Eventually El-Janus had no choice but to act. He’d tried to let his student figure things out on her own, but soon Nathily’s poor showings became dangerous to herself and others. Finally, one afternoon, when the mysstro found her slumped against a mossy rock after a disastrous tracking session, it was time for action. Nathily looked haggard, her blonde hair matted, her emerald eyes dull and frantic.

“Nathily,” El-Janus said, and for the first time, there was no iron in his voice—only a terrifying, clinical concern. “Stand up.”

The beautiful elfess tried. Her legs shook, and she stumbled, her hand catching the rock to steady herself. As she did, the moss beneath her palm turned a sickly, pale yellow – it was as if the forest was reacting to her touch as if she were a fever.

“Your heart is a lead weight, and it is dragging the forest down with you,” El-Janus reached out, not for her weapon, but to place a hand over her heart. “The Moi-Ra is not just broken, Nathily. It is inverted. You are physically out of harmony. You are not just distracted; you are becoming a blight upon the Harmony of The Glade.”

“I can… I can fix it, Mysstro,” her voice cracking. “I just need to focus.”

“You cannot focus on the Light when you are obsessing over a Shadow,” El-Janus replied, his face grave. “This is no longer a trial, Nathily. It is an intervention. If you stay in the Glade, the dissonance of your spirit will eventually cripple your mind, perhaps permanently. Then your journey along The Way would be over. I must send home again—not as a failure, but as an Amorosi who needs to find her heart before her body gives out.”

The walk back to the village was a gauntlet of shame. The scouts at the gates, who usually greeted her with respectful nods, now looked away as Nathily trudged past, her bow slung haphazardly, her gait uneven.

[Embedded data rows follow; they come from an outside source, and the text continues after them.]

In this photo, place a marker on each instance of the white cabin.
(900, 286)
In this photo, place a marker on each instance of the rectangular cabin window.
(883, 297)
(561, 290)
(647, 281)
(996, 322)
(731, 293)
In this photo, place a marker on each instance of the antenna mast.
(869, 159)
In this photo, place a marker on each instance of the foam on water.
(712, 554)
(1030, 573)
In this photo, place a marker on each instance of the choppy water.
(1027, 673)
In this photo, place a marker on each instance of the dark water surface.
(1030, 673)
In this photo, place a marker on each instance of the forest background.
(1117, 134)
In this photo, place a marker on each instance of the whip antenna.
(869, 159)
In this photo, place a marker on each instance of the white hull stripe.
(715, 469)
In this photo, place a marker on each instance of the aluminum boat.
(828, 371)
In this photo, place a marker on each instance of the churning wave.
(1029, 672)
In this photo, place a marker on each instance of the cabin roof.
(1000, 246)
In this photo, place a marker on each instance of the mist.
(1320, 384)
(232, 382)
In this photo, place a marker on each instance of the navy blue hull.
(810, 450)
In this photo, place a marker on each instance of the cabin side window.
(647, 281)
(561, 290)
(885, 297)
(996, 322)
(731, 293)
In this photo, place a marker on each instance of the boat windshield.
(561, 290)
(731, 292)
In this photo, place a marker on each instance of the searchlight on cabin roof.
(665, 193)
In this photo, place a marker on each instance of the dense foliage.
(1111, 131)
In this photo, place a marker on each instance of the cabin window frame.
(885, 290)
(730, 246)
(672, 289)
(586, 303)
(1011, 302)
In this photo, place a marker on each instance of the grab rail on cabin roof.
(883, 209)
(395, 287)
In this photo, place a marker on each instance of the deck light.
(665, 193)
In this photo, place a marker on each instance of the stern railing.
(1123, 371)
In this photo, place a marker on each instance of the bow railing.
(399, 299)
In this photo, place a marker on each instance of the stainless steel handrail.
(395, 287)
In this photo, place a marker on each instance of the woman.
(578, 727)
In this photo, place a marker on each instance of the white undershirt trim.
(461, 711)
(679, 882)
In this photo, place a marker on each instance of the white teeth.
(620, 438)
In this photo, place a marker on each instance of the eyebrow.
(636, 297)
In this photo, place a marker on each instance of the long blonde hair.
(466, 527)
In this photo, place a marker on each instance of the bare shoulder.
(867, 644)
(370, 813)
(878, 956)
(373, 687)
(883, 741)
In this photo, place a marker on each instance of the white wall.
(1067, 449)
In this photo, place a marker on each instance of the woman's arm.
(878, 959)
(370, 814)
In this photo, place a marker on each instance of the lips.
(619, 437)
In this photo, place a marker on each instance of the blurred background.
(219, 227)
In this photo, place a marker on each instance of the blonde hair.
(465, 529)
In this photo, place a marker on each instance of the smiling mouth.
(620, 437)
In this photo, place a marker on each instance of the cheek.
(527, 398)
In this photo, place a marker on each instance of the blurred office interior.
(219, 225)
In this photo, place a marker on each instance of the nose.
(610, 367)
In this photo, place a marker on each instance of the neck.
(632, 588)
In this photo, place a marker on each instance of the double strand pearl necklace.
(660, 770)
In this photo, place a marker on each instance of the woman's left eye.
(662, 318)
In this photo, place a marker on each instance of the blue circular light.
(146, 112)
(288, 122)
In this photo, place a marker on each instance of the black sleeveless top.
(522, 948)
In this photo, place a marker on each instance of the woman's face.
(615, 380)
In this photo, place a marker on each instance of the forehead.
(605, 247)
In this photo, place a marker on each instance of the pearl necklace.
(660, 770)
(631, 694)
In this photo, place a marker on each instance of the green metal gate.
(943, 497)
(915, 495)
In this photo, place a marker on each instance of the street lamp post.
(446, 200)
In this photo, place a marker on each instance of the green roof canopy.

Inside her family kaza, the atmosphere was thick with a heavy, ancient worry. Her parents had already heard the news before she’d arrived home. When she entered, Rian stood by the hearth, his face etched with a confusion he couldn’t voice. He had seen her full of life when last she left to train, to see her now, trembling and hollow, was a sight that broke his heart.

But it was Fara who met her at the door. She didn’t ask about the training or the Mysstro’s orders. She simply looked at her daughter’s face and saw the candle flame in a gale that she had warned about. She saw the shooting star had finally crashed, and her daughter was standing in the crater.

“The arrow has snapped, hasn’t it?” Fara whispered, reaching out to take Nathily’s trembling hands.

Nathily couldn’t answer. She simply leaned into her mother, the warrior-veneer not just cracked, but shattered. The future of the first female Azora, once so bright it had blinded the Glade, was now a flickering, uncertain ember in the gathering autumn dark.